Last week, in a seventh grade classroom at Apex Middle School in Apex, North Carolina, a black student and a white teacher found themselves struggling with American history.

And not in an afterschool tutoring session on the finer parts of James K. Polk’s very successful presidency sort of way.

But rather, in a America is/was built on the subjugation of people of color sort of way.

Apparently, this particular teacher’s seventh grade class was engaged in a juvenile exercise: one student was dancing around instead of doing the work the teacher had assigned. 

Dayon Warren and another student, rather than ignoring their classmate’s silly possession by the ghost of Cab Calloway, chose to burst out laughing, further disrupting the class.

Their teacher didn’t like this one bit. Not one bit.

So what did he do?

Well, in a marked display of poor classroom management, he went over to Warren’s desk, and began berating him.

Because this is the 21st century, Warren’s classmates pulled out their phones, and recorded the whole thing on Snapchat.

Also because this is the 21st century, and our technology is only so good, the first part of the video that’s been released is heavily garbled — all you can hear is the teacher rebuking Warren soundly. 

The audio clears up just in time to reveal a dramatic and racially insensitive turn of phrase issuing from the teacher’s mouth.

Perhaps responding to a protest made by Warren, the teacher can be heard saying, “Did I call you a ‘n*gger?’ No, I said you were being controlled by kids.”

The teacher, being a teacher — and an unwise one at that — went on to get racially pedantic, “That is exactly what happened to the slaves. They were controlled by their owners, you’re letting him control you and you’re the one who’s getting into trouble.”

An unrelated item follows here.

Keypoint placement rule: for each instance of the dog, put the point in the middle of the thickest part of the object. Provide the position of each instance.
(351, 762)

You ‘d think this guy would’ve learned from the News N*gga. But no …

“This is coming from a Caucasian man to an African American student, and we’re already in a predominately white community, a predominately white school, so for him to use those words — it really hurt my feelings,” Warren’s mother, Ayona Wilson, told WNCN, her local CBS station.

In an interview with another station, ABC 11, Wilson expounded upon those hurt feelings, saying, that the language her son’s teacher used will “stick with my son forever.”

The teacher defended himself by saying that he wasn’t calling Warren a slave, but merely trying to use a potent analogy to make the young man examine his behavior. 

“He could have used a better type of analogy; like a better word, to describe what I was doing, instead of calling me a slave,” Warren told WNCN.

The principal of Apex Middle school sent a letter home to parents assuring them that the incident is under investigation, and that “I want to make it clear that we have high expectations for behavior and policies addressing codes of ethics for the teachers in our building.” 

That may be so, but for now, things seem to be working out not too shabbily for the teacher in question, who is currently on paid leave.